• イランのザリーフ外務大臣
    イランのザリーフ外務大臣

イランのザリーフ外務大臣が、「アメリカの外交政策の危機」と題する記事の中で、「核合意は、パリ協定とTPP環太平洋パートナーシップ協定に続き、アメリカ政府が離脱した3番目の国際的な合意だ」としました。

ザリーフ外相は、21日木曜にイランのメディアで発表された、この記事の中で、「アメリカの現政権は、NAFTA北米自由貿易協定などの多くの合意、自由貿易体制、国連のシステムを危険に晒し、外交による対立の解消と多極主義に大きなダメージを与えている」としました。

また、アメリカによる核合意離脱と核関連制裁の復活は、実際、アメリカ政府によるこの合意への違反の繰り返しの頂点だったとし、「こうした中で、IAEA国際原子力機関は、唯一の専門的な国際機関として、イランの核合意の遵守を何度も認めてきた」と述べました。

ザリーフ外相は、「アメリカの新国務長官は、5月21日、根拠のない干渉的で侮辱的な発言を行い、イランに関する要求や脅迫を行ったが、それは、国際的な慣習や国際法に完全に違反するものだ」と強調しました。

また、「ポンペオ長官が提示した12項目の条件は、アメリカが多極主義を弱めようとして孤立している中で行われたことから、戯言だった」と述べました。

さらに、アメリカ国務長官は、イラン国民が、この40年、クーデターや軍事的な干渉、イラン・イラク戦争での攻撃への支持、一方的な制裁、イランの旅客機の撃墜など、アメリカのさまざまな圧力や侵略に対して抵抗してきたことを知るべきだと述べました。

ザリーフ外相は、「イランの政治体制の最大の支えは、平和を求める高潔な国民であり、彼らは、相互尊重に基づく世界との建設的な協力を受け入れると共に、理不尽な要求に対して抵抗し、独立と栄誉を守る用意がある」と語りました。

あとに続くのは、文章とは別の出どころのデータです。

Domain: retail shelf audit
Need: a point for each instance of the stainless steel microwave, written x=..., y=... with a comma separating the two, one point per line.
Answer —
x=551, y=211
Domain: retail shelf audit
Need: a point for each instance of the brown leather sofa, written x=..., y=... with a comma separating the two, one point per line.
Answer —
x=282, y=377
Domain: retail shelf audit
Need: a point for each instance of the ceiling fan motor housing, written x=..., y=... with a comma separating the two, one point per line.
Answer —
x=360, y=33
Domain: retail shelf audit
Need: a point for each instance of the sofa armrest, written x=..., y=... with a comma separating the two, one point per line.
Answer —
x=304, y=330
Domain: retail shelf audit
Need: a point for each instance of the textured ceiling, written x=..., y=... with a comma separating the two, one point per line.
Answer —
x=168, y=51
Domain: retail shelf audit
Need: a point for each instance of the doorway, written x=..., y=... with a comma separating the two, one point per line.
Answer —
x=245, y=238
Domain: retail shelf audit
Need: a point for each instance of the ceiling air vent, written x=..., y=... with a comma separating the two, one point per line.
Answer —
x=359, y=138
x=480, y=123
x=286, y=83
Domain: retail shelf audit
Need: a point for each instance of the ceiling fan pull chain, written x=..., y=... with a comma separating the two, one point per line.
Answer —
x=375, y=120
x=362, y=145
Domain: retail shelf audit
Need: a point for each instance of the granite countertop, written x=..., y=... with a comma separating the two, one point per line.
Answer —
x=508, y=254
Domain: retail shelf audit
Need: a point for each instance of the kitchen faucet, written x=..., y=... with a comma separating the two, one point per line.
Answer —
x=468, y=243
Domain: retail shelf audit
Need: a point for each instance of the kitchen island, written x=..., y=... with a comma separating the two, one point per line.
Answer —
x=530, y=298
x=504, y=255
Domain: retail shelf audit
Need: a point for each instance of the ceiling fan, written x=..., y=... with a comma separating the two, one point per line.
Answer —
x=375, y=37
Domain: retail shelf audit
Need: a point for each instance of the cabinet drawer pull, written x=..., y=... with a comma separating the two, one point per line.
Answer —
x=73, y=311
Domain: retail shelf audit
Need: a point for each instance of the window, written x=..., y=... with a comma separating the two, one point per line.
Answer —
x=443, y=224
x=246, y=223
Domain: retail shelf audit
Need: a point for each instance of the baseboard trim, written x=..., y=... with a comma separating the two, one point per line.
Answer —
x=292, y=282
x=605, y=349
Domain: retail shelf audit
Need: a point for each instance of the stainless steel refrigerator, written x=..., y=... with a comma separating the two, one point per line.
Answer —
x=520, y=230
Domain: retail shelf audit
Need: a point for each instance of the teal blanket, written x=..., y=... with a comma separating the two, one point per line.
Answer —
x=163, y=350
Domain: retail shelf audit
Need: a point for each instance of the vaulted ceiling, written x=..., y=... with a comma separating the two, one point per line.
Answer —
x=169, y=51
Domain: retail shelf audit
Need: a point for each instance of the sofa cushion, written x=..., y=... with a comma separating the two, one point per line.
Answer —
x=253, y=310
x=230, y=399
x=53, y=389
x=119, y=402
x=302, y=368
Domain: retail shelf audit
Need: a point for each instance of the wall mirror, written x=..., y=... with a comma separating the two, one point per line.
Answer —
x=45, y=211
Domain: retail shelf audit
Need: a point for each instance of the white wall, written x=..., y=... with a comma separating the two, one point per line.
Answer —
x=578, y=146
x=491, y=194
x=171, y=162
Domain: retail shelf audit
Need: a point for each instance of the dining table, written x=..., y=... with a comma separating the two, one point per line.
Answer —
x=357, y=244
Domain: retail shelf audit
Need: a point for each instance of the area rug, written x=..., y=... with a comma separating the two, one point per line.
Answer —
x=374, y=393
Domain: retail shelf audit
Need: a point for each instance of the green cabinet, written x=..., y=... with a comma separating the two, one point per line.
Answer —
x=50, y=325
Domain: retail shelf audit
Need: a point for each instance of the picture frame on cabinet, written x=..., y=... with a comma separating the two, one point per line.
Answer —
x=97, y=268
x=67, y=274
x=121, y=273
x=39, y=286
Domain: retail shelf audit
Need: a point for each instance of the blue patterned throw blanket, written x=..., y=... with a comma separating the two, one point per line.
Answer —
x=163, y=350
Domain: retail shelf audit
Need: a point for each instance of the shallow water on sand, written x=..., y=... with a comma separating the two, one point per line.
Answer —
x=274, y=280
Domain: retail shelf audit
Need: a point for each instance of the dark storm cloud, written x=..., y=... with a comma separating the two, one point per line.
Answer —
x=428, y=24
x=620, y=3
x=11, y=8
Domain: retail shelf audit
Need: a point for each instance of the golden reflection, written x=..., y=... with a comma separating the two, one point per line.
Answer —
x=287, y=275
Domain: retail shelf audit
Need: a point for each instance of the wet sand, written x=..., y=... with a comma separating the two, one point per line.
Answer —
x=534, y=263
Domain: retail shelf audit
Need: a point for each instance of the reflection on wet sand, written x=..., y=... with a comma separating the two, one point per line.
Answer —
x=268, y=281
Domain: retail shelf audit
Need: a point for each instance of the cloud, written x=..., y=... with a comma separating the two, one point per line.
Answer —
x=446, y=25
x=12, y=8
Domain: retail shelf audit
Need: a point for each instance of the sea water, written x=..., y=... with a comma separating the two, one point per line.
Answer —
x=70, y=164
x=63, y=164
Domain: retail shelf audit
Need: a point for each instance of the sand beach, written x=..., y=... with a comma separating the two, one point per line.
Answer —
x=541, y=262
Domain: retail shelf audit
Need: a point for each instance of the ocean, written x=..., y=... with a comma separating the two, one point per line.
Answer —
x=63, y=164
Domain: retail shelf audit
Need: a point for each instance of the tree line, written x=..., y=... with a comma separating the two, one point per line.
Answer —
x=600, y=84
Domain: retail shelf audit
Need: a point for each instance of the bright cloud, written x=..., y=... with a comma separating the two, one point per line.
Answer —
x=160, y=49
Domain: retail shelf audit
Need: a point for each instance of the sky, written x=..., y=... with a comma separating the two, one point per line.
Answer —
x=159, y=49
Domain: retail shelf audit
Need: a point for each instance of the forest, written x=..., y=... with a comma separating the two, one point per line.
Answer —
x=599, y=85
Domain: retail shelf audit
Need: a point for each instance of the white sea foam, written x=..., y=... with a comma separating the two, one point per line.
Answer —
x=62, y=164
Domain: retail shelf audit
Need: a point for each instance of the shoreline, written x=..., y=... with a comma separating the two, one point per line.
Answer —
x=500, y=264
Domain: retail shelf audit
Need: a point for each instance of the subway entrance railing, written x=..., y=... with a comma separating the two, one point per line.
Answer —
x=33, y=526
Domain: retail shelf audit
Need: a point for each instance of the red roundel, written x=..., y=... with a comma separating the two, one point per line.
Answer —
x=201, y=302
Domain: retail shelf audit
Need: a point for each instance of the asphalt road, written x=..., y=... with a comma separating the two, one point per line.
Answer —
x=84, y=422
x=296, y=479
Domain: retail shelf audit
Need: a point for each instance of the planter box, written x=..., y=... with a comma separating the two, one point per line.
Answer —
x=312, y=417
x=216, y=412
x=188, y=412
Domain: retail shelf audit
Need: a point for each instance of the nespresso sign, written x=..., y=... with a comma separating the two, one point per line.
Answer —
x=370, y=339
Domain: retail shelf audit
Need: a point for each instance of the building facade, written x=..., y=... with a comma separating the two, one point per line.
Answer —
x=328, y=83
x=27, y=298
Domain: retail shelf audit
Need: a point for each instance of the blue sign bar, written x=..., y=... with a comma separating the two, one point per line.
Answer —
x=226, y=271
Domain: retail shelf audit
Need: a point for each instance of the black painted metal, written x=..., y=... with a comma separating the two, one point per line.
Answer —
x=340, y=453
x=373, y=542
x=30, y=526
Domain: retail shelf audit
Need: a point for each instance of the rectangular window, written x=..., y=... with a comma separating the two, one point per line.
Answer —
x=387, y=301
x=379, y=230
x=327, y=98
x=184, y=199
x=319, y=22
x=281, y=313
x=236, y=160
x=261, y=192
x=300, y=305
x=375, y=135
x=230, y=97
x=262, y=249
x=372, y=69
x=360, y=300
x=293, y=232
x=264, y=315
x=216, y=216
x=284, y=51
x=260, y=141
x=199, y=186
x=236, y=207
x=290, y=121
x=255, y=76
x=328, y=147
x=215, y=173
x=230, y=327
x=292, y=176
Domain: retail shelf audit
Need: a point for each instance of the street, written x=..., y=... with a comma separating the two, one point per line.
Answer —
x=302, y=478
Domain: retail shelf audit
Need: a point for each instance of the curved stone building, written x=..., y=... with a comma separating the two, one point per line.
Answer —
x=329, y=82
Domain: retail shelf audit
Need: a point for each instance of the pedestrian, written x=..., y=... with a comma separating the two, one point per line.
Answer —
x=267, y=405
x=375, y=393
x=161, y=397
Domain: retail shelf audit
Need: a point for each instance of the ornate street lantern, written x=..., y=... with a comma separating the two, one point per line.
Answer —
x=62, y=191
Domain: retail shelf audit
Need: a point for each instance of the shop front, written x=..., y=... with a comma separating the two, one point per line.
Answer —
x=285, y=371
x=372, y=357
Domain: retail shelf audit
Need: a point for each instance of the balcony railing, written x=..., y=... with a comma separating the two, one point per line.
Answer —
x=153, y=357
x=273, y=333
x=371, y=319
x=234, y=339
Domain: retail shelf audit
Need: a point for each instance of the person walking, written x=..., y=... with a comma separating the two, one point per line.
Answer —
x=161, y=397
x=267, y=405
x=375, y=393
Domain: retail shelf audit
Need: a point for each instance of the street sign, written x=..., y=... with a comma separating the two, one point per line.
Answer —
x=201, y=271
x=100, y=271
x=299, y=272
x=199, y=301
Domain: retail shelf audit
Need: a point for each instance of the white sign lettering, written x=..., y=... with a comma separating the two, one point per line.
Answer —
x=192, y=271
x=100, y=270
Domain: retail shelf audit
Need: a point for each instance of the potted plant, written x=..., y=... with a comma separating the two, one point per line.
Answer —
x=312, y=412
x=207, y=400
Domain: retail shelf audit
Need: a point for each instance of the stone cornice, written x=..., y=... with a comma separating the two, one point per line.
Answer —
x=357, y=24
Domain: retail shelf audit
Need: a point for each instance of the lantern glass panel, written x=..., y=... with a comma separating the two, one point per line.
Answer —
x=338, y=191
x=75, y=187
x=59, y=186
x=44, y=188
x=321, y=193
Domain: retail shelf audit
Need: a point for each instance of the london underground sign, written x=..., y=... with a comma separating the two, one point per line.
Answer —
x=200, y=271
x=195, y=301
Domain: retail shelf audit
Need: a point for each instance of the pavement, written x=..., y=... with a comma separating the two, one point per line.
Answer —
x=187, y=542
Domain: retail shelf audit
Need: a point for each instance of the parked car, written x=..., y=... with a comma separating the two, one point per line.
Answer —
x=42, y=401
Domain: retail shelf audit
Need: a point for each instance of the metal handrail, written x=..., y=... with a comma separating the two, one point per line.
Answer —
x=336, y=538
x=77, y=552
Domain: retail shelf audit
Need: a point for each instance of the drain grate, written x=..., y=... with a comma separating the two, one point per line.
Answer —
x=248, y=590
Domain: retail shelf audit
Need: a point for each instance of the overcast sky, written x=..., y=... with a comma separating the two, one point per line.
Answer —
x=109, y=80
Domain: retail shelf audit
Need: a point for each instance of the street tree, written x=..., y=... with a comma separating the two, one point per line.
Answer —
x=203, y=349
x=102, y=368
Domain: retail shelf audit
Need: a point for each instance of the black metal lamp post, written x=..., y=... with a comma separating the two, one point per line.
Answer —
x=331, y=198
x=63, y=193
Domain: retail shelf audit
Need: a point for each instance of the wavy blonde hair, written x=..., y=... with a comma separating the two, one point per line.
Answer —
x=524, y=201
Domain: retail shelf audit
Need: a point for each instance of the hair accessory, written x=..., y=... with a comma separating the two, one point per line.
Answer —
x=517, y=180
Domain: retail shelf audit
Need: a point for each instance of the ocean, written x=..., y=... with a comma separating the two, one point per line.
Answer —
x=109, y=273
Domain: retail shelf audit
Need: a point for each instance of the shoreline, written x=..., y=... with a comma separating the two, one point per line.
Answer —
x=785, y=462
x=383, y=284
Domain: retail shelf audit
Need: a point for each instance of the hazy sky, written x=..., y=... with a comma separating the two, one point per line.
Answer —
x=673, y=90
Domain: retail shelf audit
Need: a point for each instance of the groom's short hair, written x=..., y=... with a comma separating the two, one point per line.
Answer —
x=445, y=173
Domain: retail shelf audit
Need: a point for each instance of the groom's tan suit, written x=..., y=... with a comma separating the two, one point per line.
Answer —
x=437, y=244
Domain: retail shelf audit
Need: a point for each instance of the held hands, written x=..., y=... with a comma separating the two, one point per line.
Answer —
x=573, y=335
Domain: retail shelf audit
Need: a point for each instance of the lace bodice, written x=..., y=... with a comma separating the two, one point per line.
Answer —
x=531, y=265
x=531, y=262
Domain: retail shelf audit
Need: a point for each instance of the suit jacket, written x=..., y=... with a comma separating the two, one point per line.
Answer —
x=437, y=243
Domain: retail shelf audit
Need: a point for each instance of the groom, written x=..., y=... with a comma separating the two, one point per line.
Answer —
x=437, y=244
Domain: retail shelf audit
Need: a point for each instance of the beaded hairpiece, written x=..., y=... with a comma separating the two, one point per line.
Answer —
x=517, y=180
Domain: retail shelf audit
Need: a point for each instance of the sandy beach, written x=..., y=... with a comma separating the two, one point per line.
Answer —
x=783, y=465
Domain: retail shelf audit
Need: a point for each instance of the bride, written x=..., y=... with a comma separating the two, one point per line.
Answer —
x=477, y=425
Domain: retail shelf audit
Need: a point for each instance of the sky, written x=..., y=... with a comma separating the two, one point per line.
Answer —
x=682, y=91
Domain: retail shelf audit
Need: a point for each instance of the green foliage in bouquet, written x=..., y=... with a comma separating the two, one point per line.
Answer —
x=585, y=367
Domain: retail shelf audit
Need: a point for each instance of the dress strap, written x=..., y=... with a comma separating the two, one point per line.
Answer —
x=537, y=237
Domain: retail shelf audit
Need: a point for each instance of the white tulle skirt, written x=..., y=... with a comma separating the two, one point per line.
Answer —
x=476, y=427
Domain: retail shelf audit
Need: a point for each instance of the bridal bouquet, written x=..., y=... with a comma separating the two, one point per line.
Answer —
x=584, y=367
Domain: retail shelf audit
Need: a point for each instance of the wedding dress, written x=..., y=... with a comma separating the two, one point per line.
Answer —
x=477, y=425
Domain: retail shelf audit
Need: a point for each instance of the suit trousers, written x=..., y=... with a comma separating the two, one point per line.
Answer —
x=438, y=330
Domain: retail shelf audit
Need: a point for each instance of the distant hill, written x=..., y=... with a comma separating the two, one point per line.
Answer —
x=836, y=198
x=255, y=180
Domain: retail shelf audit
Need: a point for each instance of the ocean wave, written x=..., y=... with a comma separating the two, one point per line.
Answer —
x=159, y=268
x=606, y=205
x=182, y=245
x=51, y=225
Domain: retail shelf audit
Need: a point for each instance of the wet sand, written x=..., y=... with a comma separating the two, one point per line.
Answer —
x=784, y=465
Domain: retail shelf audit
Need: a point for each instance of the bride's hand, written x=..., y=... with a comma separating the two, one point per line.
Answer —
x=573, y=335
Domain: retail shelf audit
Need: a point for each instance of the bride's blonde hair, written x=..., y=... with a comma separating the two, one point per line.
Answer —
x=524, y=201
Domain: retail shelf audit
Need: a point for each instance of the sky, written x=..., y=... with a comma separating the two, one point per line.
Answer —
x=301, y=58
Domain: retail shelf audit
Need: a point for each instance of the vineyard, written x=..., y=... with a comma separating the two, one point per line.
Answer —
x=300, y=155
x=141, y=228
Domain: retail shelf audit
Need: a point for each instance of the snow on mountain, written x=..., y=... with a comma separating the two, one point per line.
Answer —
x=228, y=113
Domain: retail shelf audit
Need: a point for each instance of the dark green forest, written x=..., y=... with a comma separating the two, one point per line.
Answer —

さらに、「歴史が証明しているように、サッダームフセインとその支援者のように、イランの歴史ある大地を侵略する者は皆、屈辱的な運命をたどることになった。一方でイランは、明るい未来に希望を抱き、堂々と自分たちの道を歩み続けている」と強調しました。

また、「ポンペオ国務長官は、イランとの協議や合意に条件を設けているが、国際社会は、あらゆる問題に関する、アメリカの現政権との協議や合意の可能性そのものに強い疑いを抱いている」と強調しました。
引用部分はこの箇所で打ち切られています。